Still, too broad anti-employment language in a law could jeopardize its chances of passage. Democrats are reluctant to pass legislation viewed as too amiable to the NCAA. Booker, a moderate on the issue of athlete employment and a former football player at Stanford, nevertheless stressed in a statement that he would only support an athlete-friendly bill.
“For too long, the college sports system has prioritized power and profit over the rights and well-being of college athletes. And while we have made some hard-fought progress in recent years, there is still more to do,” Booker said. “My advocacy on their behalf will continue in the next Congress.”

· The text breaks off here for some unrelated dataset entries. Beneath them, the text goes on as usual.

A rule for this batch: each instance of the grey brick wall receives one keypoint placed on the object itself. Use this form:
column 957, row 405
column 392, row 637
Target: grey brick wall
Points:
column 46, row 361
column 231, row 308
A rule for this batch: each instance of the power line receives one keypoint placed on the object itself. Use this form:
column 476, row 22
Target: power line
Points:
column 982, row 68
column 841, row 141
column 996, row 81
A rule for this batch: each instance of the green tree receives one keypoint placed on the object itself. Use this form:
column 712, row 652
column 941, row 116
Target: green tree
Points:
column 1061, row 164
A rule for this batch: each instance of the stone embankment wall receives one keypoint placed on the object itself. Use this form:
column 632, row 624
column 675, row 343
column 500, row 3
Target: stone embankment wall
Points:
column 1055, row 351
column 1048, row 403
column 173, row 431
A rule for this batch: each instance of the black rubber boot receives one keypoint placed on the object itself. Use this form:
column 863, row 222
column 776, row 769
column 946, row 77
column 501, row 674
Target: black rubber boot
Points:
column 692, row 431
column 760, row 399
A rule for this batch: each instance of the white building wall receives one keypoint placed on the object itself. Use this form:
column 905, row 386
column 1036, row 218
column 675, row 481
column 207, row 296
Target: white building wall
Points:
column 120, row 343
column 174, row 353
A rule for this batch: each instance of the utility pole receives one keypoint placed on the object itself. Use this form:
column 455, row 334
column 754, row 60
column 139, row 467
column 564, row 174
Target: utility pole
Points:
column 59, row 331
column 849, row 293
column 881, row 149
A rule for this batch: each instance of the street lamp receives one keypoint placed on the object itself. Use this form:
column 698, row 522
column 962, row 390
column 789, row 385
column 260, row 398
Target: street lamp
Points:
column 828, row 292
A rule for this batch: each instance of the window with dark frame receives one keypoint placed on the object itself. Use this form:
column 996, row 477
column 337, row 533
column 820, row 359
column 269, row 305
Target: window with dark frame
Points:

Cruz could also come under pressure from his own side. Sen. Tommy Tuberville, R-Ala., who spent more than two decades as a Division I football coach, has called on Congress to mandate penalties for players who break NIL contracts.
While Cruz understands the need for compromise, he intends to apply the power at his disposal to advance his – and to some extent the NCAA’s – priorities.
“As chairman, I can call hearings. I’m in charge of every Commerce Committee hearing,” Cruz said on a recent episode of his weekly podcast. “I get to decide which bills get flagged and which don’t, and it gives you the opportunity to push an agenda that is just qualitatively different.”